Death Stranding 2 On the Beach

Death Stranding 2: On the Beach – Análise

Death Stranding 2: On the Beach marca o regresso de Hideo Kojima ao mundo surreal de Sam Porter Bridges.

Release Date
26 Junho, 2025
Estúdio
Kojima Productions
Género
Acção

Voltar ao mundo de Death Stranding é um pouco como entrar num sonho estranho de onde nunca se saiu verdadeiramente. E agora, com Death Stranding 2: On the Beach, Hideo Kojima leva-nos de volta a este universo pós-apocalíptico de solidão e conexão.

A sequela continua a sua exploração ambiciosa de temas densos, com um tom surreal, experimental e emocional — e com um elenco de luxo que inclui Norman Reedus, Léa Seydoux, Troy Baker e Elle Fanning.

Lançado para a PlayStation 5 com um anúncio cinematográfico que fez explodir teorias e interrogações, On the Beach não é só uma continuação: é uma evolução. Mas será que esta nova entrega consegue manter a ousadia criativa do original sem tropeçar nas suas próprias pretensões?

Uma América reconstruída… e uma nova missão além-mar

A história começa algum tempo depois dos eventos do primeiro jogo. Sam Porter Bridges (Norman Reedus) está de volta, agora mais velho e marcado pelas cicatrizes do passado. Ao seu lado está Fragile (Léa Seydoux), que assumiu uma nova missão ambiciosa: criar uma nova civilização fora do continente americano — uma sociedade sem violência, onde a morte não volte a separar os vivos. Esta utopia em construção chama-se Drawbridge, uma organização que se torna o novo ponto de partida para a narrativa.

Sim, estamos perante uma imagem capturada no jogo.

Mas, como seria de esperar num jogo da Kojima Productions, nada é linear. Existe uma nova ameaça global que transcende a realidade física. Fragile quer “curar o mundo” com ligações humanas, mas há forças a trabalhar no sentido contrário — e o regresso de Higgs (Troy Baker), agora numa versão metal com guitarra elétrica e pinta de boss de anime, é a ponta do icebergue.

Um elenco de luxo e personagens que nos prendem

Um dos pontos fortes de Death Stranding 2 continua a ser o seu elenco de atores reais, digitalizados e com desempenhos que não se limitam à captura facial — há verdadeiros momentos de intensidade dramática.

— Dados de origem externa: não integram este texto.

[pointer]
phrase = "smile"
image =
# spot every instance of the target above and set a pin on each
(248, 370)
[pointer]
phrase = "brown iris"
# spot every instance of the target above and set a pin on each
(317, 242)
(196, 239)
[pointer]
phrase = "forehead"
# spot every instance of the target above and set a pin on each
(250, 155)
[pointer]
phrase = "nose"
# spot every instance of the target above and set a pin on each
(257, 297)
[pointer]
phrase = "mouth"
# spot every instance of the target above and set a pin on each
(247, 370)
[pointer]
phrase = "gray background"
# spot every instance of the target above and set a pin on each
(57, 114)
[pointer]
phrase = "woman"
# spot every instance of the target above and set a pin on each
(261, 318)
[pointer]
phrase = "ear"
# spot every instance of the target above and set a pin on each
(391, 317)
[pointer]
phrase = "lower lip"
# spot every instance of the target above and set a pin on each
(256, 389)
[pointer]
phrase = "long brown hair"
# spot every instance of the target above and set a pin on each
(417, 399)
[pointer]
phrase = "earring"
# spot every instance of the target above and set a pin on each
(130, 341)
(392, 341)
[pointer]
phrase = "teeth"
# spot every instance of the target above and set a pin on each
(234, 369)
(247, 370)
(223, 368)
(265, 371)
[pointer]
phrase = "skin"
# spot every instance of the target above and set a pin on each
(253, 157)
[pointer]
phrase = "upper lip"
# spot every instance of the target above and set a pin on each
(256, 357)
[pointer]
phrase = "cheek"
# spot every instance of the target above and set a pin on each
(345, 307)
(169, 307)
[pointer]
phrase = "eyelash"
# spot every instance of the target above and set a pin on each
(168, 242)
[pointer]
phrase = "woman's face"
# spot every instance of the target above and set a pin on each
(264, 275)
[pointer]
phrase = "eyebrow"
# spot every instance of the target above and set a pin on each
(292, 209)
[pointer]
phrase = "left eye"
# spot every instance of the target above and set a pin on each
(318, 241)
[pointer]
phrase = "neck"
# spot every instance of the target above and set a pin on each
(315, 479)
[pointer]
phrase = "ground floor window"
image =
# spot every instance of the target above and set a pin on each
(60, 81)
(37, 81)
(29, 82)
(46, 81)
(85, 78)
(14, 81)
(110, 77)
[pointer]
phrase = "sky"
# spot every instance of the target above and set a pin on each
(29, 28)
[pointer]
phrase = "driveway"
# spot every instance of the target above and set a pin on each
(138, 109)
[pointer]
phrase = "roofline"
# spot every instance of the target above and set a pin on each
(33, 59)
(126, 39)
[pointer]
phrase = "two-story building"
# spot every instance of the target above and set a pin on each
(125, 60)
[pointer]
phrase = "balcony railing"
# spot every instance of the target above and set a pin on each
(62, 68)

Norman Reedus oferece novamente uma prestação sóbria, mas sentida como Sam. Fragile, por sua vez, ganha muito mais protagonismo aqui — mais do que uma personagem secundária, ela é agora uma força ativa na construção de um novo mundo.

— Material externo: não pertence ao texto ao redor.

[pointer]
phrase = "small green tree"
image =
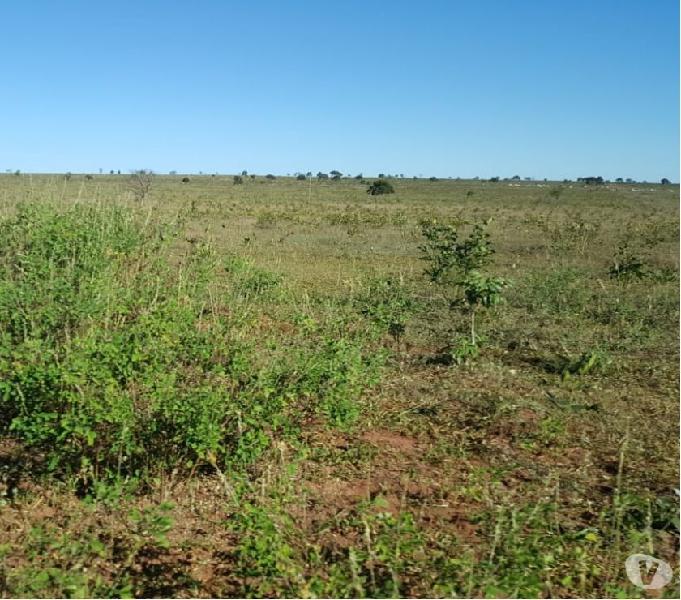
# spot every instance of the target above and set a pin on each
(460, 263)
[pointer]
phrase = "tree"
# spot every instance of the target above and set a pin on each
(380, 187)
(591, 180)
(140, 183)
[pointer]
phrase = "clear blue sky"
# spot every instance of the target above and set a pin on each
(540, 88)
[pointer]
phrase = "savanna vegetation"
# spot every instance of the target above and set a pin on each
(258, 386)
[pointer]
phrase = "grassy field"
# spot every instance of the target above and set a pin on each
(258, 390)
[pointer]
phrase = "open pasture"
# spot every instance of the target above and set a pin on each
(257, 389)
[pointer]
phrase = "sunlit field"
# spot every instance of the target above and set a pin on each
(296, 389)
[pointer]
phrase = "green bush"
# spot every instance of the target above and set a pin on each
(115, 362)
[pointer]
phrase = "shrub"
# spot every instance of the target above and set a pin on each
(113, 363)
(380, 187)
(140, 183)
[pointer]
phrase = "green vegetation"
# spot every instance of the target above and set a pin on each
(380, 187)
(292, 390)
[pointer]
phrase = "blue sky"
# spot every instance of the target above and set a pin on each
(541, 88)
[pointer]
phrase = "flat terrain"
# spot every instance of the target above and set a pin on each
(257, 390)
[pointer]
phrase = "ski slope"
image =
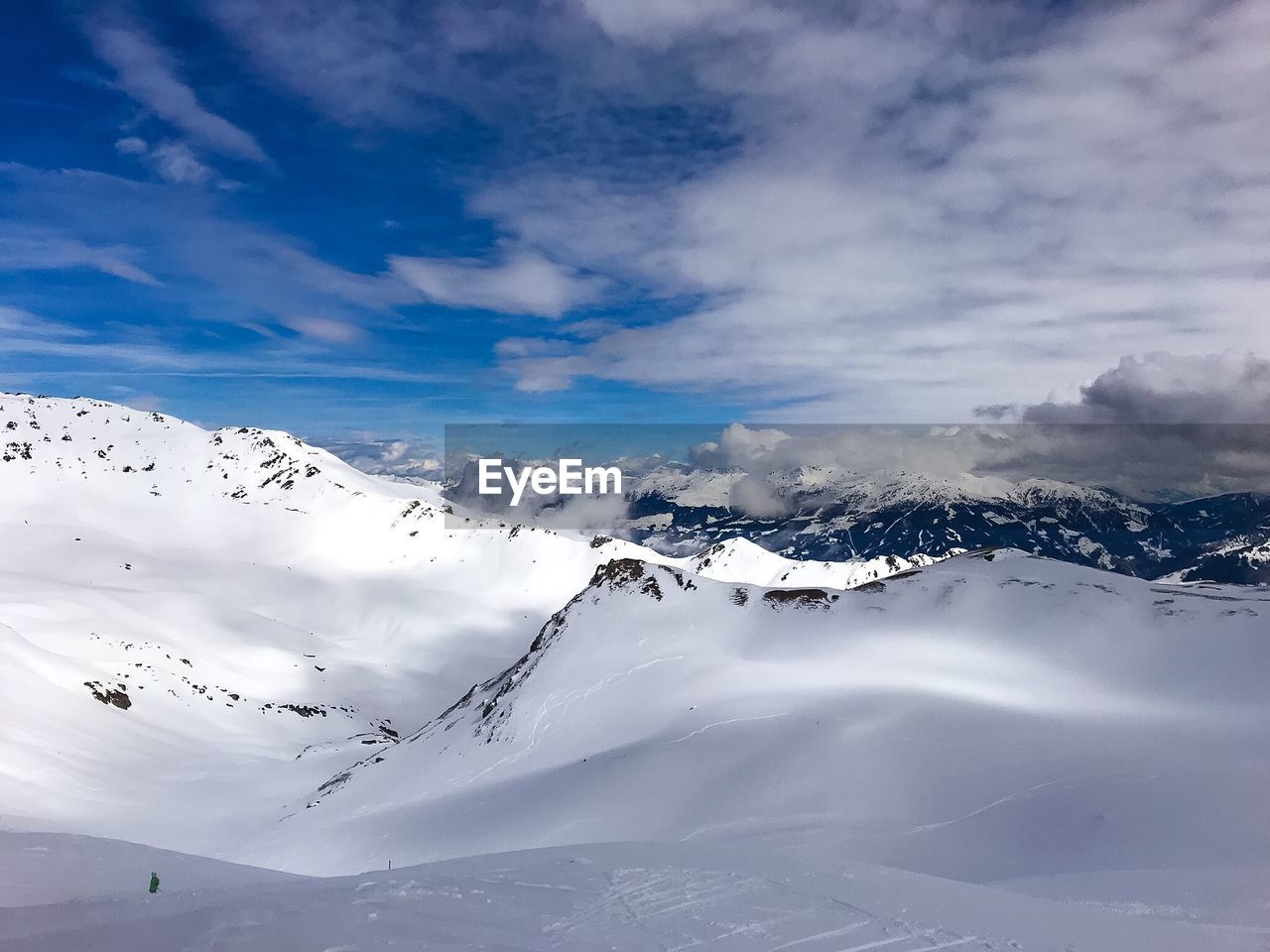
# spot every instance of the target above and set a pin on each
(626, 896)
(211, 624)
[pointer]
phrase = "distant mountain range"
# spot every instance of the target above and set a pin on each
(828, 515)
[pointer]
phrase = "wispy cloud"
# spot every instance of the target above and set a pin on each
(522, 282)
(149, 73)
(33, 248)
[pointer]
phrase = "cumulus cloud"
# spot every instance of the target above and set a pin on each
(408, 458)
(935, 204)
(1159, 425)
(524, 282)
(1159, 388)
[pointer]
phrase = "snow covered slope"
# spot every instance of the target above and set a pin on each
(992, 716)
(208, 625)
(826, 513)
(612, 896)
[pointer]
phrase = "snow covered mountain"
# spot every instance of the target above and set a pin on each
(218, 619)
(832, 515)
(989, 717)
(232, 645)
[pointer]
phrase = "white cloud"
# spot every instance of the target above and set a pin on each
(934, 208)
(40, 250)
(131, 145)
(331, 331)
(148, 72)
(177, 163)
(524, 282)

O destaque, no entanto, vai para Elle Fanning, que interpreta uma nova personagem ainda envolta em mistério e que prometemos não desenvolver muito no decorrer do nosso artigo. Kojima já afirmou publicamente que esta foi “a personagem mais importante de todo o jogo”, e tudo indica que será fulcral para o desenlace.

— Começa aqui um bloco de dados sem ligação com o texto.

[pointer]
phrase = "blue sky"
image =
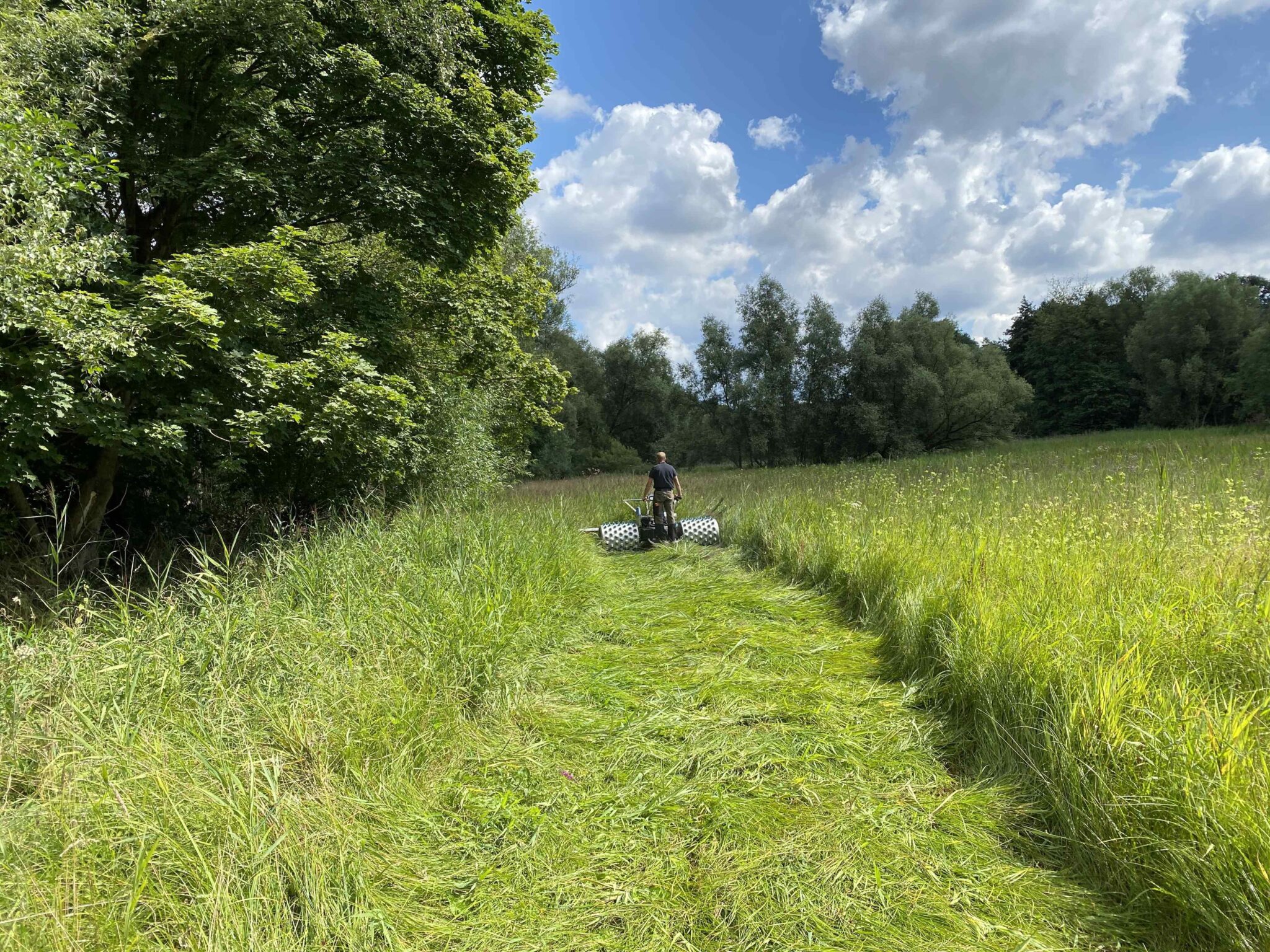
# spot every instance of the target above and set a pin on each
(975, 150)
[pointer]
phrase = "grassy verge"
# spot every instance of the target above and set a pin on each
(1093, 615)
(474, 731)
(253, 760)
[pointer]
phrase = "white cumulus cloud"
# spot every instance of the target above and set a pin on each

Troy Baker também está de volta como Higgs e parece divertir-se imenso a interpretar esta versão mais solta e quase insana do vilão que já conhecemos.

Mais do que andar: a exploração como experiência emocional

No primeiro Death Stranding, o simples ato de caminhar por terrenos acidentados era transformado numa mecânica desafiante e quase meditativa. Em On the Beach, essa filosofia mantém-se — mas com algumas diferenças.

A travessia de cenários vastos continua a ser central, com novas ferramentas e veículos, mas agora há uma maior verticalidade nos mapas e um foco reforçado na navegação entre ilhas, que parece aludir a uma travessia transoceânica. A sensação de isolamento mantém-se, mas é pontuada com momentos de descoberta e progresso.

O mundo continua vasto no que toca a NPCs com quem interagir, focando-se às pessoas nos abrigos que vamos ligando e pouco mais, algo que podia ter sido melhor explorado neste título com encontros surpresa com outros porters e até missões fora do modelo convencional dos abrigos.

Um aspecto importante durante o desenrolar do jogo é equilibrar a jogabilidade para não cair no aborrecimento. Toda a acção é dividida entre tipos de missões, sejam entregas, resgates ou ir simplesmente destruir uma base inimiga. E fora isto, temos as missões principais que desenrolam a história principal. Se ficarmos no loop de missões secundárias, podemos dar por nós a investir 80 horas no jogo e quebrar o ritmo da narrativa principal, caindo num risco de burnout.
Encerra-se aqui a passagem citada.